The future of cancer treatment

President Biden and First Lady Jill Biden’s Cancer Moonshot was outlined in 2022 with the aim to drive down the cancer mortality rate and prevent four million deaths by 2047. The drive advocates for expanding the availability of cancer screening in the US and for earlier cancer detection.

Baehner believes we can now see the future of cancer in the use of techniques facilitated by NGS. He states the ongoing approach to cancer will centre on several areas, including broad sequencing of patients’ germline DNA, with a priority on understanding patients’ hereditary risk to help prevent cancer in the first place.

According to Baehner, the modality of Multi-Cancer Detection – using NGS to look in the blood of healthy or at-risk patients to see if they may be harbouring an early cancer – will become a key focus.

For patients with cancer, the ongoing evolution of approaches to diagnosis will centre on a combination of germline testing and tumour testing to help guide what therapy a patient will need.
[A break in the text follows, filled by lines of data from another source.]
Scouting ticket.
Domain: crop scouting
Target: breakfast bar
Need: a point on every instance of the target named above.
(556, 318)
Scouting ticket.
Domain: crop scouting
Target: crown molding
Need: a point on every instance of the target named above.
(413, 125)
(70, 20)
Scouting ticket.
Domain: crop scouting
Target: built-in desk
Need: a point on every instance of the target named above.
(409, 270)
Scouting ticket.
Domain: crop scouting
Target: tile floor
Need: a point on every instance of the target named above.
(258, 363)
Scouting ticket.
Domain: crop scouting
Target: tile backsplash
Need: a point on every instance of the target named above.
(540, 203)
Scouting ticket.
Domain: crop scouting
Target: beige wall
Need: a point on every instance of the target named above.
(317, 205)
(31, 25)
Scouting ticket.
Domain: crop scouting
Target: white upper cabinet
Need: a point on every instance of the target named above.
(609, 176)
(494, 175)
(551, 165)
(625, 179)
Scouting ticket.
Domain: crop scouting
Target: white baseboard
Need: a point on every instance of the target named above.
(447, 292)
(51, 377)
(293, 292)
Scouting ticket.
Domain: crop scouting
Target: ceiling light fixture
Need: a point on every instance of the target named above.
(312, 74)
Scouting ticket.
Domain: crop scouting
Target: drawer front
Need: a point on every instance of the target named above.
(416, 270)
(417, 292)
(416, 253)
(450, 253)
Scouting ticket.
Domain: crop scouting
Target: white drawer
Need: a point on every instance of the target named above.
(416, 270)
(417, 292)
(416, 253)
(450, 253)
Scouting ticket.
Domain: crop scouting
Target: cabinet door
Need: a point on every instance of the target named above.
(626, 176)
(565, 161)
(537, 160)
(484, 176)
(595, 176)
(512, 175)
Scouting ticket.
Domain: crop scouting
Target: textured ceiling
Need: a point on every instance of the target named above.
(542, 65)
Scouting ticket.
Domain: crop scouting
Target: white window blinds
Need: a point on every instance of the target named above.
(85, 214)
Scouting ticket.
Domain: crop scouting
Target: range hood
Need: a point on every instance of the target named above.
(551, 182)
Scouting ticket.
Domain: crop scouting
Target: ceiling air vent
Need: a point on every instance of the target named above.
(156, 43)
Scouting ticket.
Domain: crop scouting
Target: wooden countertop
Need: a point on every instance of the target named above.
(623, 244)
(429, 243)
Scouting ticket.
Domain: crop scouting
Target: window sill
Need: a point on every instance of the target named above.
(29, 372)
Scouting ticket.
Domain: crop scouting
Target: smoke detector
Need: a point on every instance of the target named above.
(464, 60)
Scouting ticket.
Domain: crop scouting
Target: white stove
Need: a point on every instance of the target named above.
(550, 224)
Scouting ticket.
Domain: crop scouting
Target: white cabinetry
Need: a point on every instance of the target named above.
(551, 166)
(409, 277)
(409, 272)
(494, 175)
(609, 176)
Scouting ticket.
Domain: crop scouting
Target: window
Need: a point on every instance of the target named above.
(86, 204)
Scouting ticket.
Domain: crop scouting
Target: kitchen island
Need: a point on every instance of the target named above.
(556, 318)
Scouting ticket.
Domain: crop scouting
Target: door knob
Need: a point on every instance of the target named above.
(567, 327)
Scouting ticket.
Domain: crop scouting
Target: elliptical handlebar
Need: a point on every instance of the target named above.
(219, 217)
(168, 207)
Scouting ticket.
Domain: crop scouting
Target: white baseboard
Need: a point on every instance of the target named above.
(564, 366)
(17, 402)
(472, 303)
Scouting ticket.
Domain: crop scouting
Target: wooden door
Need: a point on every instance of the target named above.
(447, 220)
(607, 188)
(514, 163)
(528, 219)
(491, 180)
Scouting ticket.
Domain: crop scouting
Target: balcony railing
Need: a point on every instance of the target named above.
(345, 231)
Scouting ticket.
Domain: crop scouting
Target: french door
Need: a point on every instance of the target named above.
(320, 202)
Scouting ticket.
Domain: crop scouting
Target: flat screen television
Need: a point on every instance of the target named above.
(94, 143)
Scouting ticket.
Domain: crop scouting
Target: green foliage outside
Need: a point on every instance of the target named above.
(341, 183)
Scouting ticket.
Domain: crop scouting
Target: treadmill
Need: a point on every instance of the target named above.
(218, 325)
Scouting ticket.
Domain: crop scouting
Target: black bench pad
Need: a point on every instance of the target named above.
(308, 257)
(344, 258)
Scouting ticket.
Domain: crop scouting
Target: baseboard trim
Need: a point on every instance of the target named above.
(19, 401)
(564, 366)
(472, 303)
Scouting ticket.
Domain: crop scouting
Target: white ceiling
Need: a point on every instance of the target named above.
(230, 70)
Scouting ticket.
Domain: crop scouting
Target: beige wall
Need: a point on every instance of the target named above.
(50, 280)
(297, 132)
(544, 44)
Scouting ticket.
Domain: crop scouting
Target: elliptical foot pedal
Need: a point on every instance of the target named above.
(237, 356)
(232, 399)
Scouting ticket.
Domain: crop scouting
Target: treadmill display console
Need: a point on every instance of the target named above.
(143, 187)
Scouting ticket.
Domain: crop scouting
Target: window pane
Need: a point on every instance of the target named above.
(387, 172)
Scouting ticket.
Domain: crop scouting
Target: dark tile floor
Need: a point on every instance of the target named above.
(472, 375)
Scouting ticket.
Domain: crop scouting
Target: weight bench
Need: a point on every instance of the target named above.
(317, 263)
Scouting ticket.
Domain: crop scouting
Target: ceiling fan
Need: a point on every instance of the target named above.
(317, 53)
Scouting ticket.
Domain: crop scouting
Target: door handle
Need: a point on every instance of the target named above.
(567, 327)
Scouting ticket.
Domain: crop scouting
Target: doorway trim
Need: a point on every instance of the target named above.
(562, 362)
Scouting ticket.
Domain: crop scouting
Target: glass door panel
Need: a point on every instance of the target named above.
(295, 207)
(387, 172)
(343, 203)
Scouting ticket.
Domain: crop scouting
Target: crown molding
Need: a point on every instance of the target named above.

He adds that MRD tests as an outgoing solution, to be able to dynamically show whether patients were cured by therapy alone, are another piece in this puzzle. If chemotherapy or other targeted therapies are needed, the final stages will be in determining whether patients’ circulating tumour DNA levels are staying negative when they return to their oncology team for follow ups.

Along with NGS technology, Baehner says the pharmaceutical industry has a large hand in helping drive this revolution by its ability to now target personalised therapies to mutations, checkpoint inhibitors, or PARP inhibitors.

On the future of treatment, he concludes: “There’ll definitely be a combination of advanced diagnostics and therapeutics, to help eradicate cancer for those unfortunate enough to have it.”